We can see that punctuation is preserved (e.g. “wasn’t” and “armour-like“), which is nice. We can also see that end of sentence punctuation is kept with the last word (e.g. “thought.”), which is not great.

**`Select Words`**\
Another approach might be to use the regex model (re) and split the document into words by selecting for strings of alphanumeric characters (a-z, A-Z, 0-9 and ‘_’).

In [3]:

# load text
filename = 'metamorphosis_clean.txt'
file = open(filename, 'rt')
text = file.read()
file.close()
# split based on words only
import re
words = re.split(r'\W+', text)
print(words[:100])

['One', 'morning', 'when', 'Gregor', 'Samsa', 'woke', 'from', 'troubled', 'dreams', 'he', 'found', 'himself', 'transformed', 'in', 'his', 'bed', 'into', 'a', 'horrible', 'vermin', 'He', 'lay', 'on', 'his', 'armour', 'like', 'back', 'and', 'if', 'he', 'lifted', 'his', 'head', 'a', 'little', 'he', 'could', 'see', 'his', 'brown', 'belly', 'slightly', 'domed', 'and', 'divided', 'by', 'arches', 'into', 'stiff', 'sections', 'The', 'bedding', 'was', 'hardly', 'able', 'to', 'cover', 'it', 'and', 'seemed', 'ready', 'to', 'slide', 'off', 'any', 'moment', 'His', 'many', 'legs', 'pitifully', 'thin', 'compared', 'with', 'the', 'size', 'of', 'the', 'rest', 'of', 'him', 'waved', 'about', 'helplessly', 'as', 'he', 'looked', 'What', 's', 'happened', 'to', 'me', 'he', 'thought', 'It', 'wasn', 't', 'a', 'dream', 'His', 'room']

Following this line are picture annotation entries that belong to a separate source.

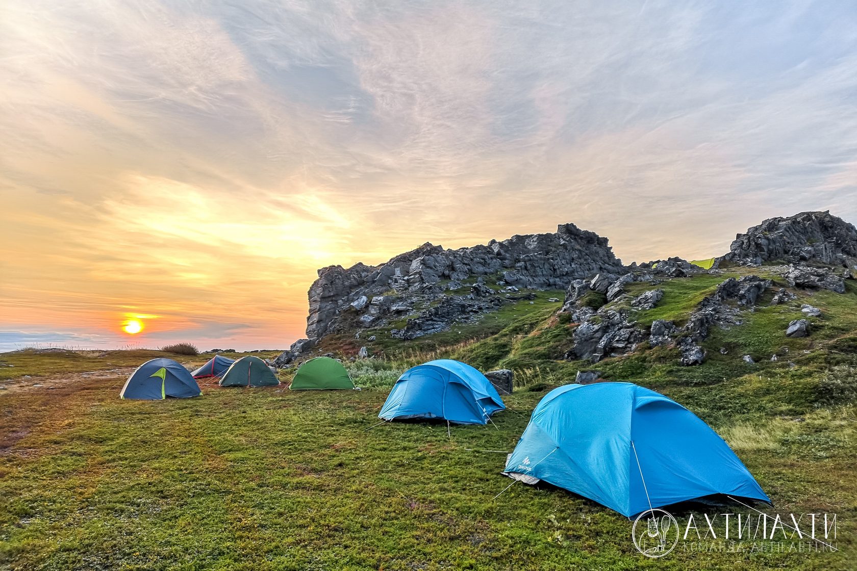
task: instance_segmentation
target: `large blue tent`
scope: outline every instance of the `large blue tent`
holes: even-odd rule
[[[626,516],[650,503],[657,508],[716,494],[770,502],[708,425],[631,383],[568,384],[548,393],[504,473],[544,480]]]
[[[378,418],[445,419],[484,425],[506,405],[491,382],[470,365],[439,359],[405,371],[387,397]]]
[[[223,355],[214,355],[208,360],[207,363],[190,374],[194,376],[194,378],[223,377],[226,370],[229,369],[229,366],[234,362],[234,359],[224,357]]]
[[[155,401],[168,396],[199,396],[200,387],[183,366],[171,359],[153,359],[131,373],[119,393],[123,399]]]

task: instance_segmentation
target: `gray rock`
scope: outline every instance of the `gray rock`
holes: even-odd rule
[[[565,288],[572,280],[600,272],[615,275],[622,269],[606,239],[573,224],[561,224],[554,234],[515,235],[458,250],[426,243],[378,266],[357,264],[348,269],[333,265],[319,270],[319,277],[309,288],[307,336],[318,339],[328,333],[347,331],[351,321],[342,314],[352,303],[366,296],[375,305],[373,296],[391,288],[401,296],[398,302],[428,306],[442,293],[438,283],[441,280],[460,283],[502,274],[506,284],[548,289]],[[398,312],[410,311],[401,307]],[[388,323],[395,312],[389,305],[378,306],[375,324]],[[466,320],[468,312],[450,314],[446,321],[456,322],[459,317]]]
[[[624,294],[626,284],[631,283],[633,281],[634,275],[628,273],[611,283],[610,287],[607,288],[607,300],[613,301],[617,297]]]
[[[312,339],[298,339],[286,351],[283,351],[273,360],[273,366],[279,369],[285,368],[297,357],[308,353],[315,342]]]
[[[590,311],[579,314],[585,318],[572,333],[574,345],[566,354],[568,360],[587,360],[597,363],[604,357],[633,351],[645,338],[644,332],[629,318],[626,310],[585,309]]]
[[[791,293],[785,288],[780,288],[776,294],[774,294],[774,299],[770,300],[770,305],[772,306],[781,306],[783,303],[788,303],[794,299],[794,294]]]
[[[613,274],[599,273],[590,281],[589,288],[599,294],[606,294],[610,284],[615,280],[616,276]]]
[[[680,362],[685,366],[701,365],[705,360],[705,351],[694,343],[690,337],[682,337],[678,343],[678,348],[681,351]]]
[[[787,337],[806,337],[809,335],[809,322],[806,319],[795,319],[788,324],[786,330]]]
[[[651,309],[663,298],[662,289],[650,289],[644,291],[631,301],[632,307],[638,309]]]
[[[656,319],[651,323],[649,342],[653,346],[666,345],[672,342],[672,336],[677,331],[672,321]]]
[[[601,371],[578,371],[574,382],[578,384],[590,384],[601,378]]]
[[[364,313],[357,318],[357,323],[361,327],[369,327],[378,319],[378,317],[371,313]]]
[[[356,309],[356,310],[357,310],[359,312],[363,307],[365,307],[366,305],[369,302],[369,299],[368,297],[366,297],[365,295],[361,295],[360,297],[358,297],[357,299],[356,299],[354,301],[351,301],[351,307],[353,307],[354,309]]]
[[[498,369],[485,373],[486,378],[500,395],[511,395],[514,386],[515,374],[509,369]]]
[[[722,259],[742,265],[772,260],[842,265],[854,258],[857,258],[857,229],[824,211],[765,220],[735,236]]]
[[[813,307],[812,306],[807,305],[806,303],[800,306],[800,311],[811,318],[817,318],[821,315],[820,309],[818,309],[818,307]]]
[[[841,276],[827,268],[792,265],[782,277],[790,285],[796,288],[830,289],[837,294],[845,293],[845,281]]]

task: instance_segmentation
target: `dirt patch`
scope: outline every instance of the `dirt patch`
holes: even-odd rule
[[[104,381],[105,379],[125,379],[129,375],[134,372],[134,369],[135,367],[117,367],[116,369],[107,369],[105,371],[65,372],[57,375],[48,375],[45,377],[31,377],[28,378],[18,378],[6,381],[0,381],[0,387],[4,387],[3,389],[0,389],[0,398],[3,398],[3,395],[10,393],[61,390],[63,389],[67,389],[69,385],[74,385],[78,383],[98,382],[100,385],[102,384],[101,381]],[[117,393],[121,388],[121,385],[117,387]]]

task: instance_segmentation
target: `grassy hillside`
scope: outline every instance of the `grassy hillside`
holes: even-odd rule
[[[668,282],[661,304],[636,318],[680,324],[725,277]],[[195,399],[127,401],[117,397],[122,376],[0,391],[0,568],[854,568],[857,288],[794,293],[787,306],[763,299],[743,324],[714,330],[706,361],[694,367],[680,366],[674,349],[645,344],[597,365],[562,360],[573,324],[547,301],[561,294],[542,292],[413,342],[374,331],[378,342],[357,342],[375,358],[347,364],[361,391],[206,387]],[[801,302],[822,316],[811,318],[810,337],[788,339]],[[330,337],[320,350],[351,351],[354,341]],[[495,425],[453,426],[451,438],[429,423],[367,431],[399,375],[440,356],[515,371],[510,409]],[[81,358],[3,354],[0,361],[46,379],[107,362]],[[634,550],[631,522],[589,500],[522,484],[494,498],[512,481],[499,474],[502,451],[545,391],[581,369],[686,405],[732,445],[777,513],[837,514],[840,551],[680,549],[655,562]]]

Again, running the example we can see that we get our list of words. This time, we can see that “armour-like” is now two words “armour” and “like” (fine) but contractions like “What’s” is also two words “What” and “s” (not great).

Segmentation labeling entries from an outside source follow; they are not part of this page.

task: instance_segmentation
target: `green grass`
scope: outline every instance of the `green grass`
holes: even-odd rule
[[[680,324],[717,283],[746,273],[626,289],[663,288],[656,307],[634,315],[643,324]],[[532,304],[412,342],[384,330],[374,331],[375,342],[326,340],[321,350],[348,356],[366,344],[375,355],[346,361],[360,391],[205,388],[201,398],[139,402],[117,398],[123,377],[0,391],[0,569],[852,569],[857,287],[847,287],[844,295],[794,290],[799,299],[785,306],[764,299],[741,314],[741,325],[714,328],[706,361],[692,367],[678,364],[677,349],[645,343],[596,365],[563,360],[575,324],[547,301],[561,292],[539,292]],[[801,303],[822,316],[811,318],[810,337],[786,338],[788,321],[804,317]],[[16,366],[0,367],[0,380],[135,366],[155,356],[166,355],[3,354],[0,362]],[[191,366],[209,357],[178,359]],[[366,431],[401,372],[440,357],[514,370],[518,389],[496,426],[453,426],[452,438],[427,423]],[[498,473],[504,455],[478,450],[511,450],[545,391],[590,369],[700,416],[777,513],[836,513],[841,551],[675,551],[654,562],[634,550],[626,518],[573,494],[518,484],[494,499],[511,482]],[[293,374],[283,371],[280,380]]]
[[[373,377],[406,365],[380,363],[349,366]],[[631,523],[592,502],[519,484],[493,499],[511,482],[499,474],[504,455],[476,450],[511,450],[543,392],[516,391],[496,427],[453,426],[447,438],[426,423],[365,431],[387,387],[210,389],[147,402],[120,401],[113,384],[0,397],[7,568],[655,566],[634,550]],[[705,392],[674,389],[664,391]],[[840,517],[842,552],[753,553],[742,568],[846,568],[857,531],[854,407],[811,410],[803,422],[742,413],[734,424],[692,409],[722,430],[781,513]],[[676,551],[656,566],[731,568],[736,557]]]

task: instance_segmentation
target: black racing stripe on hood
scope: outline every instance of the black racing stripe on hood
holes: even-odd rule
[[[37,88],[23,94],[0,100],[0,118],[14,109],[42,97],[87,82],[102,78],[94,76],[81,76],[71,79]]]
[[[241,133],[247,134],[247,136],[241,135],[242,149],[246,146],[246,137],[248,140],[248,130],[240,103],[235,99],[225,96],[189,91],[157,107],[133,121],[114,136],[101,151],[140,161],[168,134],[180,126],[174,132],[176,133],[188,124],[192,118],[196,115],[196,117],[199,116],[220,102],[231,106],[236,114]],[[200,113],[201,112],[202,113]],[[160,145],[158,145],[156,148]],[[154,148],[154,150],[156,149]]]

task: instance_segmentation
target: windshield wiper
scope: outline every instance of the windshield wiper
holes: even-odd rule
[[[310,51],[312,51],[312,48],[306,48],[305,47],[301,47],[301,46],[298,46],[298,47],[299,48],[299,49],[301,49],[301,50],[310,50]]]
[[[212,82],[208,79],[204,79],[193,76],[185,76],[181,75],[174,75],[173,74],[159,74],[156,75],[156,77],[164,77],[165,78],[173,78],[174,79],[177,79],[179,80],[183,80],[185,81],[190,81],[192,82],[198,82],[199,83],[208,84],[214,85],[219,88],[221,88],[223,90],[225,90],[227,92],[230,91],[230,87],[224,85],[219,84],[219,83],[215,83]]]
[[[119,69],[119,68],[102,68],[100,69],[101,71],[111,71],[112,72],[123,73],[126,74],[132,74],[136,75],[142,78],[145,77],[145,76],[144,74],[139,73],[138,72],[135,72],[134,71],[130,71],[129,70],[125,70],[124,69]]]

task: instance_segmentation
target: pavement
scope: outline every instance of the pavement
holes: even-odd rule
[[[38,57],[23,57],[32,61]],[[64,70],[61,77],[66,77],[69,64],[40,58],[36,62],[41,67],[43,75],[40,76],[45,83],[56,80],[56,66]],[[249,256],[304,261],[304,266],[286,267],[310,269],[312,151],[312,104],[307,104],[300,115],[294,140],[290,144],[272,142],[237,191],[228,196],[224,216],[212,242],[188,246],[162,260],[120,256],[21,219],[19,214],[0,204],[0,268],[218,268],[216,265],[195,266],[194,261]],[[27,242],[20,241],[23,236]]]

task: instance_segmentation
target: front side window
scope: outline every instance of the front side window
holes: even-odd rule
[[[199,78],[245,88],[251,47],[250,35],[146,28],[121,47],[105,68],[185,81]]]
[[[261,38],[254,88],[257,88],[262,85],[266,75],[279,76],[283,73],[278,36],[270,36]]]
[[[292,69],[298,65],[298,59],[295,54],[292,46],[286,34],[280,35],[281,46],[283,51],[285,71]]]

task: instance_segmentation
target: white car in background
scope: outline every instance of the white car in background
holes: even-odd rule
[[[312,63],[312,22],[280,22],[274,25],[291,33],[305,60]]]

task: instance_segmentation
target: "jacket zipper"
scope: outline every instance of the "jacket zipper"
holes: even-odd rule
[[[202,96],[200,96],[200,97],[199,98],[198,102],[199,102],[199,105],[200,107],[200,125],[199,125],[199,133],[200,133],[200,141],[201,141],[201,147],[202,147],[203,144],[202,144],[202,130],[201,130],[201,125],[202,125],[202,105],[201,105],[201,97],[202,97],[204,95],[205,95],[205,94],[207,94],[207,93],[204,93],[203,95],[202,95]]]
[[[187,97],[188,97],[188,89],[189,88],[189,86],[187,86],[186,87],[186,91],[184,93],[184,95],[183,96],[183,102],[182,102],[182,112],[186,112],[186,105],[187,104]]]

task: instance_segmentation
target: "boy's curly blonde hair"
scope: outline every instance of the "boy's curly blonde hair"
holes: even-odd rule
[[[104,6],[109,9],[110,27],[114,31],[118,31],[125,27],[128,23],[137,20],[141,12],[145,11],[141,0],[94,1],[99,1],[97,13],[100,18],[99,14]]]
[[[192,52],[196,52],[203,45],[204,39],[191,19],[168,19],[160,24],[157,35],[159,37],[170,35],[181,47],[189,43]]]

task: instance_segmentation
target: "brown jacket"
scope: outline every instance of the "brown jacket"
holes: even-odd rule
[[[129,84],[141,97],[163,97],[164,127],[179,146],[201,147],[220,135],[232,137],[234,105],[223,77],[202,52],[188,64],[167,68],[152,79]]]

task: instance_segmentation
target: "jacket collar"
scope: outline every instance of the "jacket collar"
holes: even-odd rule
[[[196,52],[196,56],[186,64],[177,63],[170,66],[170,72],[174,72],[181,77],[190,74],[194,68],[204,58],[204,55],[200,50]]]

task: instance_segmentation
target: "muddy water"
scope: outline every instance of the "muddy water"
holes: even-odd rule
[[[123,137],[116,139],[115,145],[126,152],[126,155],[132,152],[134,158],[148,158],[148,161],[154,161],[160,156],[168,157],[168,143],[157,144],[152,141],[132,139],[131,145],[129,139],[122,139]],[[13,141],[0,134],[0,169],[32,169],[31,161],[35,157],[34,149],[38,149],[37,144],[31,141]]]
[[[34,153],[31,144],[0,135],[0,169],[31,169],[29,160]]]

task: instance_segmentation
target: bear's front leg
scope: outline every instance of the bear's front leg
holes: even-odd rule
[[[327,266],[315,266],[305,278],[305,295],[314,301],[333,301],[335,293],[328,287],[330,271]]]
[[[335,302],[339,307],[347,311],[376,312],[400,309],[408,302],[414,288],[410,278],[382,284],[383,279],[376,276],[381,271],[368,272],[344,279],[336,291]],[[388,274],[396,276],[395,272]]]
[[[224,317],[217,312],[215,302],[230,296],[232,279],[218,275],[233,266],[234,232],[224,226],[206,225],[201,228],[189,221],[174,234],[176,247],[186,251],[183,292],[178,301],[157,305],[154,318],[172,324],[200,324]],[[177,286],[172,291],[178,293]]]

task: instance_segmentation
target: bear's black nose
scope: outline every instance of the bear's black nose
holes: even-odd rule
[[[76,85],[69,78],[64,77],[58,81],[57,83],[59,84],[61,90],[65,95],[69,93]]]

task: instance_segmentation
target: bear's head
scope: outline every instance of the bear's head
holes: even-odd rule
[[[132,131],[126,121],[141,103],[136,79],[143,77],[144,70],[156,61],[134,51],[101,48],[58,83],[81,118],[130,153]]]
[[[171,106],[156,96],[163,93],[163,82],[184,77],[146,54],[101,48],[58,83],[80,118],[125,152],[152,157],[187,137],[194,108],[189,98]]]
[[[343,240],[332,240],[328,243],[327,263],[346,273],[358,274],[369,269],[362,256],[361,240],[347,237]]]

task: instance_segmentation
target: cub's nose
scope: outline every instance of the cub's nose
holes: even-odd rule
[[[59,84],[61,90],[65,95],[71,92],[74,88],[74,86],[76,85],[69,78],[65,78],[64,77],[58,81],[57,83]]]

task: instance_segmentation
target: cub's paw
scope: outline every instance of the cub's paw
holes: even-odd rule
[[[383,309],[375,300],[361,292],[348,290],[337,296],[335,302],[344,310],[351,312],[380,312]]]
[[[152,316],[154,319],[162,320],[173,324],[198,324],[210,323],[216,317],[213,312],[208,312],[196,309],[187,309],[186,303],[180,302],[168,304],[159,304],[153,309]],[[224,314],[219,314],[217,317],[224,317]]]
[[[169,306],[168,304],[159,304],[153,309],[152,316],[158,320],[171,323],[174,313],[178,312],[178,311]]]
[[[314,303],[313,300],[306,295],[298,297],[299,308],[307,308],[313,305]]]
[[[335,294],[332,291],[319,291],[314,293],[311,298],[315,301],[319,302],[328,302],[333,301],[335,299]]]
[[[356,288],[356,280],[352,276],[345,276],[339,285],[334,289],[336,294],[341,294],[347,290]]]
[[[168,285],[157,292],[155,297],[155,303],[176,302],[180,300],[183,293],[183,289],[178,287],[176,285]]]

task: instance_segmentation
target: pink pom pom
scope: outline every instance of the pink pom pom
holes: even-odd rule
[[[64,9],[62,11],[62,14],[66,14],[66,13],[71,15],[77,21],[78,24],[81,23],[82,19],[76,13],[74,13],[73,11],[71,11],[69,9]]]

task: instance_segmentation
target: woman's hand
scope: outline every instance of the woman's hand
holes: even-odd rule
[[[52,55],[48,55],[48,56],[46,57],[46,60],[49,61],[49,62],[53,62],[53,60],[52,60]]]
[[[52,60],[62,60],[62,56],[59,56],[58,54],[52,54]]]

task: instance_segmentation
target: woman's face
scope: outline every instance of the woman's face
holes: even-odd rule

**`Split by Whitespace and Remove Punctuation`**\
Python provides a constant called string.punctuation that provides a great list of punctuation characters. For example:
```python
>>> print(string.punctuation)
'!"#$%&\'()*+,-./:;<=>?@[\\]^_`{|}~'\

Python offers a function called `translate()` that will map one set of characters to another.

We can use the function `maketrans()` to create a mapping table. We can create an empty mapping table, but the third argument of this function allows us to list all of the characters to remove during the translation process. For example:

```python
table = str.maketrans('', '', string.punctuation)
>>> print(table)
```

In [4]:

# load text
filename = 'metamorphosis_clean.txt'
file = open(filename, 'rt')
text = file.read()
file.close()
# split into words by white space
words = text.split()
# remove punctuation from each word
import string
table = str.maketrans('', '', string.punctuation)
stripped = [w.translate(table) for w in words]
print(stripped[:100])

['One', 'morning', 'when', 'Gregor', 'Samsa', 'woke', 'from', 'troubled', 'dreams', 'he', 'found', 'himself', 'transformed', 'in', 'his', 'bed', 'into', 'a', 'horrible', 'vermin', 'He', 'lay', 'on', 'his', 'armourlike', 'back', 'and', 'if', 'he', 'lifted', 'his', 'head', 'a', 'little', 'he', 'could', 'see', 'his', 'brown', 'belly', 'slightly', 'domed', 'and', 'divided', 'by', 'arches', 'into', 'stiff', 'sections', 'The', 'bedding', 'was', 'hardly', 'able', 'to', 'cover', 'it', 'and', 'seemed', 'ready', 'to', 'slide', 'off', 'any', 'moment', 'His', 'many', 'legs', 'pitifully', 'thin', 'compared', 'with', 'the', 'size', 'of', 'the', 'rest', 'of', 'him', 'waved', 'about', 'helplessly', 'as', 'he', 'looked', 'Whats', 'happened', 'to', 'me', 'he', 'thought', 'It', 'wasnt', 'a', 'dream', 'His', 'room', 'a', 'proper', 'human']


We can see that this has had the desired effect, mostly.

Contractions like “What’s” have become “Whats” but “armour-like” has become “armourlike“.